Given your recent trip to the UK, you must admit that some expertise is required to put on a successful conference.
Oh sure - but that's the type of expertise you get by looking at a piece of paper detailing last year's TAM. With the UK, the problem was that the organizer believed that if he had all of these celebs there, tons of people would buy tickets and he would be able to pay 39 separate presenters their (sometimes rather high) fees. It didn't play out, though. He needed 900 tickets sold to pay everyone, and only 200 advance ones did sell.
Since there was no organization behind the con (like the JREF is behind TAM) there was nowhere else to pull money from.
Whoever takes over will have years and years of data illustrating the cost of TAM, including travel expenses for speakers, printing costs, venue costs, honorariums, etc. They can just say to South Point "give us the same setup as last year".
Ok, point taken. Expertise is the wrong word. Experience, then. You must know how much can go wrong in the planning phases. One time the con I was working for had a speaker demand that another speaker be disinvited, for example. Thrice we've had speakers bail at the last minute, most recently on the day she was scheduled to speak.
Just getting everyone on the same page was a massive chore, not to mention the sponsors. Thank god I've a day job.

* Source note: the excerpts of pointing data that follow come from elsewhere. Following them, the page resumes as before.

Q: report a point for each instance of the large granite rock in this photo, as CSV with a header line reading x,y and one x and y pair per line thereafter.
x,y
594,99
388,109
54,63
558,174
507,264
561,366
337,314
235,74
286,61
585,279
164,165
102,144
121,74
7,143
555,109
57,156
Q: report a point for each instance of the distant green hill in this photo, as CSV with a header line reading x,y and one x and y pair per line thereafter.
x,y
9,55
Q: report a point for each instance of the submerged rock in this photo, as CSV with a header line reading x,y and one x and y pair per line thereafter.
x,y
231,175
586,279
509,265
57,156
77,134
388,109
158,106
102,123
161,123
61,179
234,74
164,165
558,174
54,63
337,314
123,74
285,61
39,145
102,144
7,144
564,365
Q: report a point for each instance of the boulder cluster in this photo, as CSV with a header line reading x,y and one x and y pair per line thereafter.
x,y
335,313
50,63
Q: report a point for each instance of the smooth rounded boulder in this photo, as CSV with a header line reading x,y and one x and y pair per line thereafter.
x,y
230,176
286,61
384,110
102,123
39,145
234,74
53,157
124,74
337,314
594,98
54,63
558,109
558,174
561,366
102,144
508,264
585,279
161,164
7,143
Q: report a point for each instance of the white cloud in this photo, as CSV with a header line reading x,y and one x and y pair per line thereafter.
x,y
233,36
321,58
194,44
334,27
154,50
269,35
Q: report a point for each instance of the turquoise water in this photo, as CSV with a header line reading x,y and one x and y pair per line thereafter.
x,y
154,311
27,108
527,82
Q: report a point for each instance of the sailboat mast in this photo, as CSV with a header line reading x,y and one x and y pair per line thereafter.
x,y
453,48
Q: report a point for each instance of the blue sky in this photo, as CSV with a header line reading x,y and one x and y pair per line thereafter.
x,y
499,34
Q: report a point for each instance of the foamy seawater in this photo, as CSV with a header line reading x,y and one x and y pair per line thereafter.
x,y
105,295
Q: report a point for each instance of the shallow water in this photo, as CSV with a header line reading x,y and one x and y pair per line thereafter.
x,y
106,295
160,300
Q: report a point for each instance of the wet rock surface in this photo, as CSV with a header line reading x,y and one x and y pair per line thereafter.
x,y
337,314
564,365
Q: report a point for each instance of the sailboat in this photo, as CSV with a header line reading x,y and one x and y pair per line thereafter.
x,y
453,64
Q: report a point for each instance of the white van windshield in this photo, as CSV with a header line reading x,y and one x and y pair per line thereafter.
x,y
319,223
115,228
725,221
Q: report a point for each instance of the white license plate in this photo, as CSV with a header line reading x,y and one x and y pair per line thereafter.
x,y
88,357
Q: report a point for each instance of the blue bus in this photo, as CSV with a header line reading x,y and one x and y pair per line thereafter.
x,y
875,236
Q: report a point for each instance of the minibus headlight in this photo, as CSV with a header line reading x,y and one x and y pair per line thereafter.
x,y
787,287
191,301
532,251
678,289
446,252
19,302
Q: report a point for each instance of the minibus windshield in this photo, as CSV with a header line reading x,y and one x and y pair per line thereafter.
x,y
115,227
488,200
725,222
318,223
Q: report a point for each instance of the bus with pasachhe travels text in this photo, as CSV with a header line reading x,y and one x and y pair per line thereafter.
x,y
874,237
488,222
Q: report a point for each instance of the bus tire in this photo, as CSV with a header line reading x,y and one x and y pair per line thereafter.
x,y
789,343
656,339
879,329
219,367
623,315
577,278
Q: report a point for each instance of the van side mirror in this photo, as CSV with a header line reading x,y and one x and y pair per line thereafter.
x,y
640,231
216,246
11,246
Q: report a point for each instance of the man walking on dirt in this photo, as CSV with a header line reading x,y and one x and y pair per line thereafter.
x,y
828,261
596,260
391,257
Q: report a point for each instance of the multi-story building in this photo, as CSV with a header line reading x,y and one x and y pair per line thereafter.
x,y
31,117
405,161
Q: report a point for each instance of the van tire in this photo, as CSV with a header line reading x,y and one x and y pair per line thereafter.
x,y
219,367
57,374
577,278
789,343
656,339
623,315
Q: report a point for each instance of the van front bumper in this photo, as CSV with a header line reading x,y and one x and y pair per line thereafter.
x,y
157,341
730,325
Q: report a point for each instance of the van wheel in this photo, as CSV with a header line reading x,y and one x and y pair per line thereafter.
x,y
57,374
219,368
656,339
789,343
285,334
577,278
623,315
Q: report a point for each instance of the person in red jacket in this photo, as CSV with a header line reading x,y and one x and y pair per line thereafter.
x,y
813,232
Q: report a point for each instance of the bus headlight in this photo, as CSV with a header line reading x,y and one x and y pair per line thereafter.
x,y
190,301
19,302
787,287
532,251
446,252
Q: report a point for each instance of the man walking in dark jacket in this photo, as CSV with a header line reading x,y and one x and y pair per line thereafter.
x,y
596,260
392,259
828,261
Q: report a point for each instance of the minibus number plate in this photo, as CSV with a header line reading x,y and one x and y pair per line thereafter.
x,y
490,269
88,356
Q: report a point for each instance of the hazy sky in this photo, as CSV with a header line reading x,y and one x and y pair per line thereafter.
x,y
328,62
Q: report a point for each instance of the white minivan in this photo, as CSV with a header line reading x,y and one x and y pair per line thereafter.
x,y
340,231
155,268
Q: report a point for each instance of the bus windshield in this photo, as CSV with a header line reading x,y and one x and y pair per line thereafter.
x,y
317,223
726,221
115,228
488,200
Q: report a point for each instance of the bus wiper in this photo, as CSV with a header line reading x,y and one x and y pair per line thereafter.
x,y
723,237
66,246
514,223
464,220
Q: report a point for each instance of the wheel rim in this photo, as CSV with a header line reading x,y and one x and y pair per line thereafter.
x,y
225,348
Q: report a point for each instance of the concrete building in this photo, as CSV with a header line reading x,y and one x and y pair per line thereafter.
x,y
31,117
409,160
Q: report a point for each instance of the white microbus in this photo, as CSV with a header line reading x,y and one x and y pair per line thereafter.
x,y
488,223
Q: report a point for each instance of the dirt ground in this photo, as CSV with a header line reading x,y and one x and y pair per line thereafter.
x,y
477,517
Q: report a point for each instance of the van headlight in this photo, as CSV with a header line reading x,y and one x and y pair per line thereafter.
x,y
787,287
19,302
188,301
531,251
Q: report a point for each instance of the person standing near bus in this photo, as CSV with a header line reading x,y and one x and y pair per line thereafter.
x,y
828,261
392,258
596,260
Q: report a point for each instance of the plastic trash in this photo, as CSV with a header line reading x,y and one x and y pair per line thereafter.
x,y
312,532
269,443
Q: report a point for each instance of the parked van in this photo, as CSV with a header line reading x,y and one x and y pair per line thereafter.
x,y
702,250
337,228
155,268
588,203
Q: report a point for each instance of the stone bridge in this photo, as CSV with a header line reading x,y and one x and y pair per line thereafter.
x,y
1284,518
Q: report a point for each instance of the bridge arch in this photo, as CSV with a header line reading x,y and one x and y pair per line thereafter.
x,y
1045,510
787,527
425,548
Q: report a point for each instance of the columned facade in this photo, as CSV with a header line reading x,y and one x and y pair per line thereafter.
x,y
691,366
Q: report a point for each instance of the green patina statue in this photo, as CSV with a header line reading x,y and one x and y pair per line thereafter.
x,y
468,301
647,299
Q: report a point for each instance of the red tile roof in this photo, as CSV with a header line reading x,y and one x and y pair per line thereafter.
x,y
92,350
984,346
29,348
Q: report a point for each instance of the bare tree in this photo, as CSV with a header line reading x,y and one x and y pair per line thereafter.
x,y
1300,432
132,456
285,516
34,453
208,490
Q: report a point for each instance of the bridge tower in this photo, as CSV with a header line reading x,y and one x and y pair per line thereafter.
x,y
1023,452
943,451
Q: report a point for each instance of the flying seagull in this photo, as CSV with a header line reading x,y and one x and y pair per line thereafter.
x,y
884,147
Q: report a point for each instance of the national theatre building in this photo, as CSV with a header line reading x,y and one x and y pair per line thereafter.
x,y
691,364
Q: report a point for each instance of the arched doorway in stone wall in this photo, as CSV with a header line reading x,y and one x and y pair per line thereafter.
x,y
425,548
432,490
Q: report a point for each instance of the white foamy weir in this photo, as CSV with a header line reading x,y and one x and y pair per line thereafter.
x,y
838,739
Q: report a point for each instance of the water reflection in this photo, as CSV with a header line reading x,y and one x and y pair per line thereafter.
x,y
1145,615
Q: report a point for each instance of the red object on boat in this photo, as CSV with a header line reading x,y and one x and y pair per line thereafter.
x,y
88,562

Sure - don't get me wrong, there are lots of things that can blow up in one's face. The live MDC event is one of mine, and the first time I tried to include it on the TAM program was at 5.5 - not 6 (which is the first one where I actually did make it happen, if I'm remembering the numbers right). The guy at 5.5 just never showed. The entire time he said he was coming - even had a flight confirmation. I thought there was no way on earth he wasn't going to be there. And then he wasn't (thanks, James Dawson, I still remember your damn name).
I can't remember if my next attempt at live MDC was at DragonCon, or if me pulling off the real one was in the interim, but the person didn't show up for the DragonCon one, either.
In both the 5.5 case and the DragonCon case, we had a discussion about the MDC instead. And, for the DragonCon one, we brought along a full dowsing test setup for audience participation.
But this is easy stuff - you just speak to your workshop leaders and say "We'd like to also have you at the ready to participate in the general program". A very good percentage of even the audience at TAM is involved in some kind of formal critical thinking, so failing absolutely everything else, you could just point into the audience and say "Now let's hear from you!"
I can't imagine that whoever takes over running TAM is going to have zero experience in events. Keep in mind that just in the past few years the functional leader of the JREF changed from Randi to Jeff to Phil to DJ and nothing has burst into flames.